Feelings of redundancy makes the viewer want to stop watching
“The Elf” is about a girl, Victoria (Natassia Halabi) who is bringing her finance Nick (Gabriel Miller) home to meet her family but on the way, she confronts him about not having ever been introduced to a single member of his. It isn’t until later on in the movie that he reveals that his family is cursed and part of Santa’s naughty list.
Nick as a young boy witnessed a murder and trauma has haunted him all these years, especially around Christmas. He inherited an old toy shop where he stumbles across an elf doll in a chest but after Victoria deems the elf doll ugly, they abandon the shop together and head home. When they arrive, they are startled to find the same elf doll on an empty shelf in their living room. At first Victoria believes Nick is playing a cruel joke on her but after her family springs their surprise visit on the couple, she realizes a supernatural unfriendliness has come into their space.
While “The Elf” was intended as a horror film, but the musical score throughout the film ruins the mood because of its redundancy and soon grows irritating. The times the elf doll chant his spells off-screen raises some neck hairs at first but as the plot progresses, the chants are his only weapon besides his short height. His evil laughter bouncing towards viewers from off-screen became too obnoxious without being the slightest bit of scary. After the first half hour you are waiting for the movie to be over.
The only part that comes any close to creepy is seeing a live elf doll crawling close to the ground towards his potential victims, especially in the part where he strangles carolers with Christmas lights. He uses his short height to ambush his unsuspecting victims and hack at their ankles with a knife before he attempts their murders.
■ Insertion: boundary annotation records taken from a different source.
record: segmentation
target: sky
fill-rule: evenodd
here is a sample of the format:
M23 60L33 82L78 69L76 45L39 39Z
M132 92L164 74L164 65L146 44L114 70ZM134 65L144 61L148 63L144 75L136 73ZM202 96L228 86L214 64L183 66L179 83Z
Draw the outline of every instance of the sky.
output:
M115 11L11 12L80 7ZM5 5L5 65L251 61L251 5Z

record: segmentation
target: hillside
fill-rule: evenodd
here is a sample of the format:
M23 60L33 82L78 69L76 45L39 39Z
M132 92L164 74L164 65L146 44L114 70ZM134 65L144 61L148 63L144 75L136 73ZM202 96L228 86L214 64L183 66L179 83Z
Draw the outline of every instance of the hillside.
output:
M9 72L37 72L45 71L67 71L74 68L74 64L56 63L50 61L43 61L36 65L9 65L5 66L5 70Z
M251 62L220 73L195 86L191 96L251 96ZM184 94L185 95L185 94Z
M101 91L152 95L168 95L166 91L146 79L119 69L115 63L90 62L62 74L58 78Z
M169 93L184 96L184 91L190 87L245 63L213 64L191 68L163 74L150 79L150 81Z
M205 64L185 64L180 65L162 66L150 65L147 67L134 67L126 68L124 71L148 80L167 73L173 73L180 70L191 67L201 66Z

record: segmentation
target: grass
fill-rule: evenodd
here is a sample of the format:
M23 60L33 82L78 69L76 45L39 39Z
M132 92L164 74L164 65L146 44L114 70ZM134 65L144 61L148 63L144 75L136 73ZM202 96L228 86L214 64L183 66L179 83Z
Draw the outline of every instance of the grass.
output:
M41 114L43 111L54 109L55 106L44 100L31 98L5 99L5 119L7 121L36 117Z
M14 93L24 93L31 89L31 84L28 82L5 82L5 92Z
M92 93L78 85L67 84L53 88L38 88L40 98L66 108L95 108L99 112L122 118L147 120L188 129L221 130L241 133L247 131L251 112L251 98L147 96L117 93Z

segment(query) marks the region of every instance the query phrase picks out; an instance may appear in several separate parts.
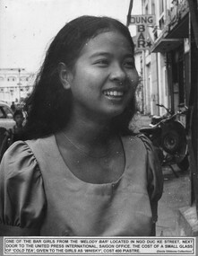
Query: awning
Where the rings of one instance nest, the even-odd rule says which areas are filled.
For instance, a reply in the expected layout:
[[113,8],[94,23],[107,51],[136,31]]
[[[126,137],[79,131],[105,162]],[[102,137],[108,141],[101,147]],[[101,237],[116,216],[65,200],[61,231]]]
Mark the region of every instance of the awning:
[[183,39],[160,39],[156,42],[152,49],[151,52],[168,52],[174,49],[179,47],[183,43]]

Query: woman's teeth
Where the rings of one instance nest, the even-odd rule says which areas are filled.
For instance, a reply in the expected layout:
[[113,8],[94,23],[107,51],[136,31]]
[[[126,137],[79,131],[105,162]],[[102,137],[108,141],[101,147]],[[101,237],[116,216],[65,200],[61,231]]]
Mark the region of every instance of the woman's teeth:
[[117,92],[117,91],[105,91],[104,94],[107,96],[123,96],[124,92]]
Other than that, it is more of a romantic flick with a dash of comedy rather than a remake of a different kind of Chucky movie. The plot becomes more about Victoria’s family disliking Nick and believing he is psychotic versus building up the backstory of the elf doll and its role in the plot enough to make the world believable. In that way, “The Conjuring” franchise films have done an excellent job when it comes to unfolding the story and building up the suspense.
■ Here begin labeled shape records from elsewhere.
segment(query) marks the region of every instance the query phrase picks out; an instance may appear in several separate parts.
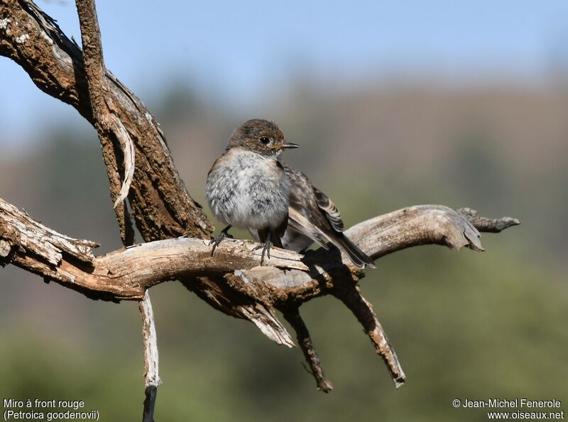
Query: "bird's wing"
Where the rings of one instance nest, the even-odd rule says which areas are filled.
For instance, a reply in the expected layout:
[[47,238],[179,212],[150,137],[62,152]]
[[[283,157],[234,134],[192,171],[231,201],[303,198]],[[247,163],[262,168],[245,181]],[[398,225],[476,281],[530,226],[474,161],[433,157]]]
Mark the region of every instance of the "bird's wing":
[[312,187],[314,189],[314,193],[315,194],[317,206],[323,211],[327,221],[332,225],[332,227],[337,231],[342,232],[343,220],[342,220],[339,210],[338,210],[335,204],[332,202],[332,200],[328,198],[327,195],[317,187]]
[[293,204],[290,204],[288,207],[288,218],[289,229],[307,236],[320,246],[327,249],[327,245],[325,244],[326,236],[324,233],[294,208]]

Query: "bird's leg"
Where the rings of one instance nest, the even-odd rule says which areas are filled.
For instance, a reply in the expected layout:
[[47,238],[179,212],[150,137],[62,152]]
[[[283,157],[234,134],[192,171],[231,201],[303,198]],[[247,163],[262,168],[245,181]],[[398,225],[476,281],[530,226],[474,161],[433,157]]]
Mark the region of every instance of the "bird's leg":
[[253,250],[256,250],[262,248],[262,255],[261,255],[261,265],[262,265],[264,262],[265,253],[266,254],[266,256],[268,257],[268,259],[271,259],[271,230],[259,230],[258,238],[260,239],[261,242],[264,242],[264,245],[259,245],[253,249]]
[[227,232],[229,229],[231,228],[232,226],[230,224],[225,227],[223,230],[221,231],[221,233],[219,233],[219,235],[216,237],[214,239],[212,239],[209,244],[213,245],[213,249],[211,250],[211,256],[213,256],[213,252],[215,252],[215,248],[219,246],[219,244],[221,243],[221,241],[224,239],[225,238],[229,238],[231,239],[233,238],[233,236],[229,235]]

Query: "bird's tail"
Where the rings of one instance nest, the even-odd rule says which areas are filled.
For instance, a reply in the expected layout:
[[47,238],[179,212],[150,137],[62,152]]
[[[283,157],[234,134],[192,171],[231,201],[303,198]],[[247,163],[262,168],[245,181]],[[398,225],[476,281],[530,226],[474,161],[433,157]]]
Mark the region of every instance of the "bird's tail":
[[341,232],[336,232],[332,243],[344,252],[353,263],[363,268],[365,265],[368,265],[371,268],[375,267],[375,262],[371,257],[359,249],[359,246],[351,242],[349,238]]

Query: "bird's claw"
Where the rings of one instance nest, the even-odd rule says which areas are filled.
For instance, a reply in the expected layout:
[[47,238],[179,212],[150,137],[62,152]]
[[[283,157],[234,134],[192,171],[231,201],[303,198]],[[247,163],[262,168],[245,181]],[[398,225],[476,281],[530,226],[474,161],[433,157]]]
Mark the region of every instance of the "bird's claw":
[[261,248],[262,248],[262,254],[261,255],[261,265],[264,263],[264,255],[266,254],[266,256],[268,257],[268,259],[271,259],[271,241],[270,240],[267,240],[264,243],[263,245],[258,245],[256,246],[253,250],[258,250]]
[[213,245],[213,249],[211,250],[211,256],[213,256],[213,252],[215,252],[215,249],[217,249],[217,247],[219,246],[219,243],[221,243],[221,242],[225,238],[229,238],[229,239],[234,238],[233,238],[232,235],[229,235],[228,233],[226,233],[226,231],[224,230],[220,233],[219,233],[219,235],[217,237],[209,240],[208,245],[211,246],[212,245]]

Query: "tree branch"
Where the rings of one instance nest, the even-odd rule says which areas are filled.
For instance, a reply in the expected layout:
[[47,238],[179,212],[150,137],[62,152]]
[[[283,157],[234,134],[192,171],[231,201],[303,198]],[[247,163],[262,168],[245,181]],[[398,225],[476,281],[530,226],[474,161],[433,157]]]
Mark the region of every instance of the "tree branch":
[[325,377],[322,363],[320,362],[320,357],[314,348],[314,343],[310,336],[310,331],[307,331],[307,327],[304,323],[304,320],[300,316],[299,308],[293,306],[292,308],[283,309],[283,314],[296,332],[297,342],[300,344],[302,352],[304,353],[304,357],[310,365],[311,374],[315,379],[317,389],[324,393],[329,393],[333,389],[333,386]]
[[[214,308],[251,321],[273,340],[292,346],[290,335],[274,313],[274,308],[287,310],[285,316],[296,330],[324,390],[327,380],[297,308],[319,296],[332,294],[361,323],[395,383],[403,381],[394,350],[356,285],[364,272],[338,250],[309,251],[300,260],[295,252],[274,248],[268,261],[272,266],[260,267],[258,254],[251,250],[253,243],[238,240],[224,242],[211,256],[203,239],[213,226],[185,189],[163,134],[141,101],[104,67],[92,0],[77,0],[84,56],[31,0],[0,1],[0,55],[18,63],[40,89],[73,106],[97,129],[124,244],[133,241],[121,200],[131,178],[129,201],[146,241],[182,234],[192,238],[155,241],[94,257],[94,243],[50,231],[0,200],[0,264],[13,263],[89,297],[114,301],[145,301],[152,285],[180,278]],[[121,172],[119,163],[123,159]],[[518,223],[510,218],[479,217],[469,209],[456,211],[425,205],[371,218],[346,234],[376,260],[428,243],[483,250],[480,231],[498,232]],[[144,326],[151,327],[145,333],[150,333],[153,319],[142,304]],[[145,334],[145,339],[151,337]],[[157,382],[158,377],[153,379]],[[151,418],[155,394],[155,389],[146,390],[145,418]]]
[[[40,89],[75,107],[96,127],[97,119],[91,104],[82,52],[77,44],[31,0],[2,0],[0,21],[3,22],[0,55],[14,60]],[[187,192],[152,114],[108,70],[102,80],[108,88],[104,99],[105,106],[112,114],[120,116],[124,130],[134,144],[138,164],[129,199],[132,216],[144,239],[184,234],[208,238],[213,225]],[[120,148],[114,151],[111,146],[115,143],[120,145],[117,132],[121,131],[117,126],[115,132],[103,134],[109,138],[103,154],[112,192],[120,191],[118,163],[122,161],[122,153]],[[118,158],[110,158],[115,155]],[[119,222],[121,231],[124,223],[124,219]],[[124,234],[123,237],[128,235]]]

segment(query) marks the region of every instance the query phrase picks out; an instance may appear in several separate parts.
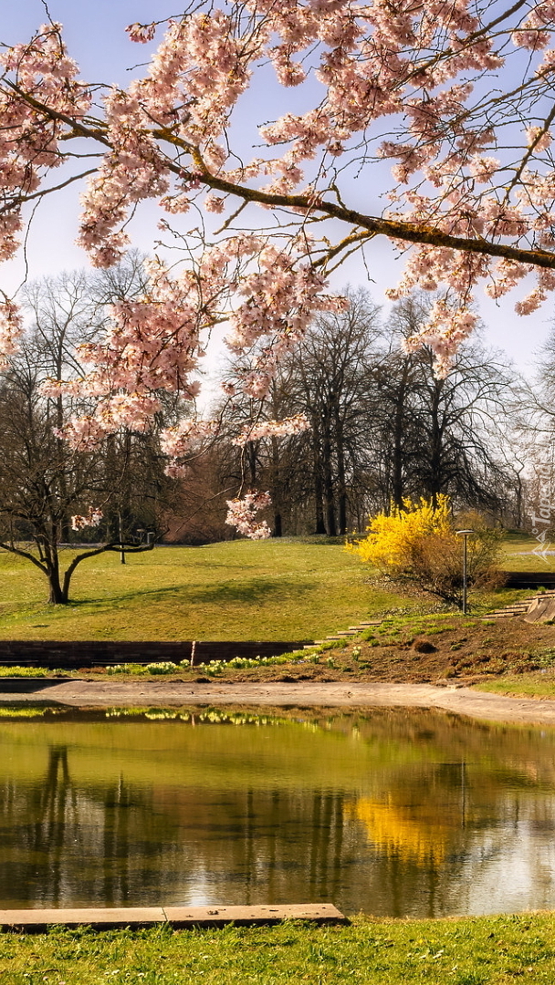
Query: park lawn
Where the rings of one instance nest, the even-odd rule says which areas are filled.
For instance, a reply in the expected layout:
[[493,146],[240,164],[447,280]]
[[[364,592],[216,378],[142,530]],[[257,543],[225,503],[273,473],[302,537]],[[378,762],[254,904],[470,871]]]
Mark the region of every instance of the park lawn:
[[373,587],[369,574],[323,539],[160,547],[125,565],[116,554],[85,560],[73,602],[50,606],[40,572],[1,552],[0,639],[301,640],[384,610],[422,609]]
[[9,985],[552,985],[555,915],[0,935]]
[[[528,534],[507,534],[500,566],[508,571],[555,571],[555,555],[532,554],[539,542]],[[555,551],[555,543],[550,550]]]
In contrast, “The Elf” is dry and boring, and director Justin Price tries too hard to give the audience the scares needed for a horror genre’s success. As a whole, the scenes feel disjointed, mostly due to technical elements such as poor lighting and the shots lacking focus. “The Elf” is an appropriate choice for film nerds to sit down together and have fun tearing apart the movie even as they are watching it.